You play and play and play on piano, but over time, the notes start to sound sour and out of tune.
It’s time to tune your piano again, but when the tuner comes over, they shake their head and explain you should have gotten it tuned ages ago. Now, it’s going to take longer and cost more.
I’m guilty of this as well, so don’t feel bad. But the experience may leave wondering:
How often should a piano be tuned?
A piano needs to be tuned at least once per year or more depending on how often it’s played, the environment it’s stored in, and if it’s moved around. These will raise the frequency the piano needs to be tuned.
Look ahead to find out why with more details.
How Often Should You Tune A Piano?
This section will answer the question: How often does a piano need to be tuned? First, we’ll look at the general turning guidelines, and then we’ll dig into the details on factors affecting tuning frequency.
General Answer For How Often To Tune A Piano
I talked above about how often you need to tune a piano, but here is a little more detail on the general guidelines.
This chart may help you decide what tuning needs fit your situation.
|Situation||Recommended Tuning Frequency|
|Regular playing at home||1-2 times per year|
|Not much playing at home||1 time per year|
|Playing an hour every day at home||3-4 times per year|
|Pianos at a school or college played all the time||Once per month or more|
|Piano after it’s been moved||After it’s been moved or once per month|
|Piano stored where humidity and temperature changes often||3-4 times per year|
|New piano/ rebuilt piano/ restrung piano||4 times the first year (or once per month if often played), 1-2 times per year after this|
Factors Affecting How Often A Piano Should Be Tuned
It’s mentioned in the chart above, but there are different factors involved in answering the question, “How often do you tune a piano?”
This section will go over these factors and how it affects the tuning of the piano.
How Often The Piano Is Played
First, you need to consider how often the piano is played. Pianos are actually pretty tough instruments when it comes to being played, but hours of practicing will slowly get the strings out of tune.
This shouldn’t be any reason to avoid playing though.
The average practice session of 30 minutes per day won’t be enough to affect the tuning (unless you pound on the keys which is a whole other issue).
Even playing one hour every single day won’t hugely affect the instrument.
Pianos kept at music studios, music rooms, and collegiate music buildings are affected by this.
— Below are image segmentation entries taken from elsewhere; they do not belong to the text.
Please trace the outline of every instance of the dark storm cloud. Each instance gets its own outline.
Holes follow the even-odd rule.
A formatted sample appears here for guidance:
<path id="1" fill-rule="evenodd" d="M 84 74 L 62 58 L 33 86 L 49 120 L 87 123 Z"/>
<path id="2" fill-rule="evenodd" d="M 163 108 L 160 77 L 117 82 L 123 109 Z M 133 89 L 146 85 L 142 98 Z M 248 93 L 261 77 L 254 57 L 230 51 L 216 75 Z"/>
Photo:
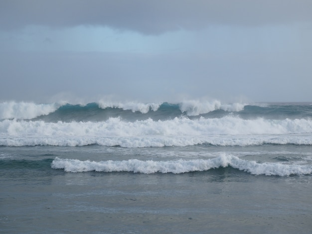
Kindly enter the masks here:
<path id="1" fill-rule="evenodd" d="M 311 0 L 2 0 L 0 29 L 103 25 L 157 34 L 212 24 L 260 26 L 312 20 Z"/>

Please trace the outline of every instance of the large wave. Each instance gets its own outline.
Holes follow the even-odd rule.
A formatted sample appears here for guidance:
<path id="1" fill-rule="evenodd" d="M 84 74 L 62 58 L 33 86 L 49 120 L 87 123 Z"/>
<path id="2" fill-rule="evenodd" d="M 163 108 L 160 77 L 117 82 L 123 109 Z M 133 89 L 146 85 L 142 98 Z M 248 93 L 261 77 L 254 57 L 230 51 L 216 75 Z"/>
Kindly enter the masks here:
<path id="1" fill-rule="evenodd" d="M 230 154 L 222 154 L 215 158 L 209 159 L 157 161 L 129 159 L 123 161 L 90 160 L 61 159 L 56 157 L 51 163 L 53 169 L 63 169 L 66 172 L 133 172 L 145 174 L 171 173 L 184 173 L 204 171 L 219 167 L 230 166 L 254 175 L 304 175 L 312 173 L 311 165 L 280 163 L 258 163 L 255 161 L 241 159 Z"/>
<path id="2" fill-rule="evenodd" d="M 99 112 L 109 108 L 146 114 L 151 112 L 157 112 L 159 109 L 171 110 L 172 111 L 177 109 L 180 111 L 178 115 L 183 113 L 189 116 L 198 116 L 219 110 L 226 112 L 238 112 L 243 110 L 246 105 L 239 103 L 223 104 L 218 101 L 211 102 L 187 101 L 173 104 L 166 102 L 145 104 L 136 102 L 122 102 L 100 100 L 97 103 L 87 104 L 73 104 L 63 102 L 36 104 L 27 102 L 6 102 L 0 103 L 0 119 L 31 119 L 40 116 L 46 116 L 56 111 L 60 112 L 60 115 L 67 115 L 71 112 L 81 114 L 81 112 L 89 112 L 90 106 L 94 109 L 94 104 Z M 66 108 L 64 108 L 64 107 L 66 107 Z M 66 112 L 64 112 L 65 110 Z M 80 112 L 77 113 L 78 110 Z M 92 115 L 97 114 L 98 113 L 94 112 Z M 119 114 L 120 115 L 120 113 Z"/>
<path id="3" fill-rule="evenodd" d="M 0 145 L 86 145 L 127 147 L 198 144 L 249 145 L 264 143 L 312 144 L 311 119 L 190 119 L 175 117 L 130 122 L 120 117 L 101 122 L 0 121 Z"/>

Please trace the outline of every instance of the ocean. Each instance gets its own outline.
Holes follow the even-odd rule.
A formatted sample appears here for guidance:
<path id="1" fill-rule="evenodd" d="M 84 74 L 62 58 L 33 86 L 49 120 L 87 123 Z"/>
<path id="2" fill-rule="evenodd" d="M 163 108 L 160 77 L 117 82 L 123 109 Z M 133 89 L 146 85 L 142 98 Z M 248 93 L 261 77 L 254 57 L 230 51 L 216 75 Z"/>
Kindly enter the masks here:
<path id="1" fill-rule="evenodd" d="M 0 103 L 0 233 L 312 233 L 312 103 Z"/>

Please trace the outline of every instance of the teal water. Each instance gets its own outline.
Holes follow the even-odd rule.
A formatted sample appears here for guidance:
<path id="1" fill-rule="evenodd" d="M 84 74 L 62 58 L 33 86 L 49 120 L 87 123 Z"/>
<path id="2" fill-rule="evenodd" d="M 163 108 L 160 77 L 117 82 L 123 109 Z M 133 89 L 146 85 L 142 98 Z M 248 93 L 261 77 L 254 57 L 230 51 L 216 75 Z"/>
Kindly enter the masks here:
<path id="1" fill-rule="evenodd" d="M 312 111 L 291 104 L 2 104 L 0 230 L 310 234 Z"/>

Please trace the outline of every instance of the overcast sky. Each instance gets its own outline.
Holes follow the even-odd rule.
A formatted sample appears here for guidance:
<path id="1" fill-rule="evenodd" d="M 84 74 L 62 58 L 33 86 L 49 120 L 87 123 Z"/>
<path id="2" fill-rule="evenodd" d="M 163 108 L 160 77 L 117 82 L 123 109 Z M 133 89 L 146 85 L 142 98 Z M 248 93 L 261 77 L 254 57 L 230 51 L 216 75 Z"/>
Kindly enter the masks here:
<path id="1" fill-rule="evenodd" d="M 311 0 L 1 0 L 0 101 L 312 101 Z"/>

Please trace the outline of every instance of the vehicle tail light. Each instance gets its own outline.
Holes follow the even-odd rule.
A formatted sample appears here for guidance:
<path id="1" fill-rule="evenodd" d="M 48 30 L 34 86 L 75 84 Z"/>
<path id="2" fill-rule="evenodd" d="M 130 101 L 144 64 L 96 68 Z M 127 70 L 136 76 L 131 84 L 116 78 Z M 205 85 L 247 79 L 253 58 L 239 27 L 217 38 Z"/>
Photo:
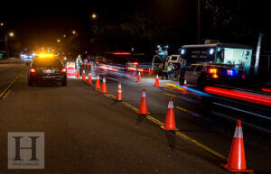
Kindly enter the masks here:
<path id="1" fill-rule="evenodd" d="M 246 78 L 246 75 L 245 75 L 245 73 L 243 73 L 243 75 L 242 75 L 242 78 L 244 79 L 244 78 Z"/>
<path id="2" fill-rule="evenodd" d="M 219 76 L 218 76 L 217 74 L 213 74 L 213 75 L 211 76 L 211 78 L 218 78 Z"/>
<path id="3" fill-rule="evenodd" d="M 36 69 L 35 69 L 34 68 L 32 68 L 32 69 L 30 69 L 30 72 L 31 72 L 31 73 L 35 73 L 35 72 L 36 72 Z"/>
<path id="4" fill-rule="evenodd" d="M 61 72 L 67 72 L 66 68 L 63 68 L 63 69 L 61 69 Z"/>
<path id="5" fill-rule="evenodd" d="M 209 69 L 209 72 L 210 73 L 210 74 L 217 74 L 217 69 Z"/>
<path id="6" fill-rule="evenodd" d="M 217 69 L 210 69 L 209 72 L 211 74 L 211 78 L 219 78 L 219 76 L 217 74 L 217 72 L 218 72 Z"/>

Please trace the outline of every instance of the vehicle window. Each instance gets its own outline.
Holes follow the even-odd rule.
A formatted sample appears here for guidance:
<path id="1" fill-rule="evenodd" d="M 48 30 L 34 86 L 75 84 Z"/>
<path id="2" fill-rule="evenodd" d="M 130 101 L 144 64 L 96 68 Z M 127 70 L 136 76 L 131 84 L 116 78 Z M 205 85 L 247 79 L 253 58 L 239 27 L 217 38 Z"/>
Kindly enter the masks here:
<path id="1" fill-rule="evenodd" d="M 196 66 L 195 66 L 195 65 L 192 65 L 192 66 L 191 66 L 191 67 L 189 67 L 189 68 L 187 69 L 187 71 L 194 71 L 194 70 L 195 70 L 195 68 L 196 68 Z"/>
<path id="2" fill-rule="evenodd" d="M 198 66 L 197 68 L 196 68 L 196 71 L 201 71 L 202 70 L 202 66 L 201 65 L 200 65 L 200 66 Z"/>
<path id="3" fill-rule="evenodd" d="M 172 61 L 175 61 L 175 60 L 177 60 L 177 59 L 178 59 L 177 56 L 173 56 L 172 59 L 171 59 L 171 60 L 172 60 Z"/>
<path id="4" fill-rule="evenodd" d="M 33 67 L 49 68 L 49 67 L 62 67 L 62 62 L 60 59 L 35 59 Z"/>

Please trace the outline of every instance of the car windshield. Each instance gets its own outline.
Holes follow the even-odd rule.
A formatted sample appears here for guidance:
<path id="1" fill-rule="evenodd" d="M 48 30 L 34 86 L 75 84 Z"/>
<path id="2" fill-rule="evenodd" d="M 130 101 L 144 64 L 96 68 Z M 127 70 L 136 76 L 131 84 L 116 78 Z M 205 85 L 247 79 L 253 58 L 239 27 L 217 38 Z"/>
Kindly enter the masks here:
<path id="1" fill-rule="evenodd" d="M 35 59 L 33 63 L 33 67 L 35 68 L 58 68 L 62 67 L 62 63 L 60 59 Z"/>

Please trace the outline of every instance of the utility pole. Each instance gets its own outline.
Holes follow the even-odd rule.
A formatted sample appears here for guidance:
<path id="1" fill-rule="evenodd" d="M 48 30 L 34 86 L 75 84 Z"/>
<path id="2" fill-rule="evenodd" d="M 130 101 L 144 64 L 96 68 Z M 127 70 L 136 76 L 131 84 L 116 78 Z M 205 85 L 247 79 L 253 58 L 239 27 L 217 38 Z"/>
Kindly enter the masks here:
<path id="1" fill-rule="evenodd" d="M 198 0 L 198 24 L 197 24 L 197 42 L 201 43 L 201 0 Z"/>
<path id="2" fill-rule="evenodd" d="M 259 57 L 260 57 L 263 35 L 264 35 L 264 33 L 262 33 L 262 32 L 259 32 L 259 34 L 258 34 L 257 51 L 256 51 L 256 60 L 255 60 L 255 66 L 254 66 L 254 75 L 255 76 L 257 75 L 257 71 L 258 71 L 258 64 L 259 64 Z"/>

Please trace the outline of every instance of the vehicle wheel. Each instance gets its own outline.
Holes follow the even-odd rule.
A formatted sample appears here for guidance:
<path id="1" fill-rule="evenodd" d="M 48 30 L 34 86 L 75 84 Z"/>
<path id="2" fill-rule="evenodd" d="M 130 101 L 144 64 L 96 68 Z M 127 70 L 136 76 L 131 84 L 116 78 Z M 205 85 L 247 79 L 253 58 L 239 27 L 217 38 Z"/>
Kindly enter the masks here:
<path id="1" fill-rule="evenodd" d="M 28 87 L 32 87 L 33 86 L 33 81 L 31 81 L 31 80 L 28 80 Z"/>
<path id="2" fill-rule="evenodd" d="M 61 86 L 66 87 L 67 86 L 67 79 L 63 80 L 61 82 Z"/>

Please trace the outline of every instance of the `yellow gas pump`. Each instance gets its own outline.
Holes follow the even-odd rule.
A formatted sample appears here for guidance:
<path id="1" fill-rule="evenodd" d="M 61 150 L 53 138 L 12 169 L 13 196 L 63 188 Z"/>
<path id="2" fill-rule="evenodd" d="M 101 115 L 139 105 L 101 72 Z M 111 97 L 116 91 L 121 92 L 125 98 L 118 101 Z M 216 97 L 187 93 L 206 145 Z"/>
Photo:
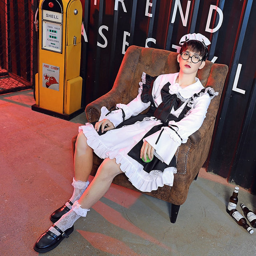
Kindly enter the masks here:
<path id="1" fill-rule="evenodd" d="M 82 112 L 80 0 L 40 0 L 33 110 L 69 120 Z"/>

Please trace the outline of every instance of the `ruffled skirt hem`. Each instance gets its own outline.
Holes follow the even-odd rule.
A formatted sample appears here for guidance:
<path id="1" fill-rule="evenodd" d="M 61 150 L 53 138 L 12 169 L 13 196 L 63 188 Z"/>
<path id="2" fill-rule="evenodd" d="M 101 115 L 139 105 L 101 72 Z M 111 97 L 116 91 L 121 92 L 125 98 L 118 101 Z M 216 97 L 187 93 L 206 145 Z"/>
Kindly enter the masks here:
<path id="1" fill-rule="evenodd" d="M 129 180 L 136 188 L 143 192 L 151 192 L 164 185 L 172 186 L 174 173 L 177 170 L 174 167 L 168 167 L 162 172 L 153 170 L 149 173 L 143 170 L 142 165 L 125 153 L 124 150 L 114 151 L 104 144 L 93 126 L 90 124 L 79 126 L 78 132 L 82 131 L 87 139 L 87 144 L 94 153 L 102 159 L 115 159 L 120 168 L 128 177 Z"/>

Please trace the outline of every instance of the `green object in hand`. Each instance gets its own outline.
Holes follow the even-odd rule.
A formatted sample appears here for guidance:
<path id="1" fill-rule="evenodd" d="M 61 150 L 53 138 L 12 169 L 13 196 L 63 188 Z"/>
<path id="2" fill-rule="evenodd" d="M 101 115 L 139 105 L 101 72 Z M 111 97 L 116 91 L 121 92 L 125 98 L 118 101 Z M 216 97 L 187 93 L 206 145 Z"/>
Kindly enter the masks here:
<path id="1" fill-rule="evenodd" d="M 144 162 L 145 162 L 145 163 L 149 163 L 150 162 L 151 162 L 151 161 L 152 161 L 152 160 L 153 160 L 153 158 L 154 157 L 152 158 L 152 159 L 150 160 L 149 158 L 148 157 L 148 154 L 147 154 L 147 159 L 146 160 L 144 160 L 144 158 L 142 156 L 142 158 L 141 158 L 141 160 Z"/>

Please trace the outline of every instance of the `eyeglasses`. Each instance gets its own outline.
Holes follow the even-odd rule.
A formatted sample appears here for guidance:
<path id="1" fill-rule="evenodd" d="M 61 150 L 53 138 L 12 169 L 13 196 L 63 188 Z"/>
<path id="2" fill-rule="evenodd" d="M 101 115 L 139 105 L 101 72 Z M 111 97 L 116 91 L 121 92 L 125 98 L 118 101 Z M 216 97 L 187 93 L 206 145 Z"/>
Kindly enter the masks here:
<path id="1" fill-rule="evenodd" d="M 202 58 L 200 60 L 199 56 L 197 54 L 194 54 L 192 56 L 190 56 L 188 52 L 184 52 L 180 54 L 180 56 L 184 60 L 188 60 L 190 58 L 191 58 L 191 61 L 193 63 L 197 63 L 203 59 Z"/>

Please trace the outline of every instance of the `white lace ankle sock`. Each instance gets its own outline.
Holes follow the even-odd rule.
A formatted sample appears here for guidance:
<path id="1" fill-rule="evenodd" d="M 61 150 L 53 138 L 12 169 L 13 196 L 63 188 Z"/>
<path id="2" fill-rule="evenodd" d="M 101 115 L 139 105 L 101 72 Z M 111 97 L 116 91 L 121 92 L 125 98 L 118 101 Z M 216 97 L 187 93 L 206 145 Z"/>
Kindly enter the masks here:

Often these pianos are played multiple hours every day. The standard for tuning is higher in these places as well.
For these situations, the piano will need to be tuned more often.
Humidity And Temperature Fluctuations
The humidity and temperature of the room is the number one factor in getting a piano out of tune easier.
I always cringe when I see the piano stored in a place I know there will be a lot of fluctuation.
The humidity especially puts pressure on the wood the piano is made from. This is the most dangerous as cracks can form and damage the piano almost beyond repair.
Store the piano in a place the humidity is steady and use humidifiers/dehumidifiers if needed.
Temperature is less dangerous on the body of the piano, but it does expand and contract the metal strings.
After this, the strings won’t settle back where they need to be, and the piano is out of tune.
Sometimes you don’t have a choice with this kind of thing. One of my pianos is at school in my classroom, and I have no control over these factors.
All of this adds up to more problems and more tunings.
Is The Piano Moved?
Moving the piano at all will cause it to lose some of its pitch as well. With solid wheels meant for moving installed, the tuning won’t get as lost, but it’s not perfect.
If you move a piano from house to house or a long distance (especially in a vehicle), it needs to be tuned after its move.
If it’s just moved down the hall or to the next room, you’re fine for now. Just get it tuned when you’re done moving it.
Age Of The Piano
The age of the piano is also a factor. If the piano and strings are old (think decades), the piano may go out of tune a lot and require more tuning.
On the flip side, if the piano is brand new, freshly rebuilt, or restrung, you’ll need to get it tuned four times in the first year (or more if it’s played a lot).
The reason for this is the new strings. New strings haven’t finished stretching out yet.
As you play, the strings will loosen and go flat quite quickly. It’s the same with guitar and uke, but this is a much more complicated scale (pun intended).
Knowing how often a piano should be tuned is one of the key parts to owning a piano. It’s not just a matter of good sound.
It’s possible a piano will never recover from being way out of tune. Do your part and get it tuned at least once per year (twice would be better).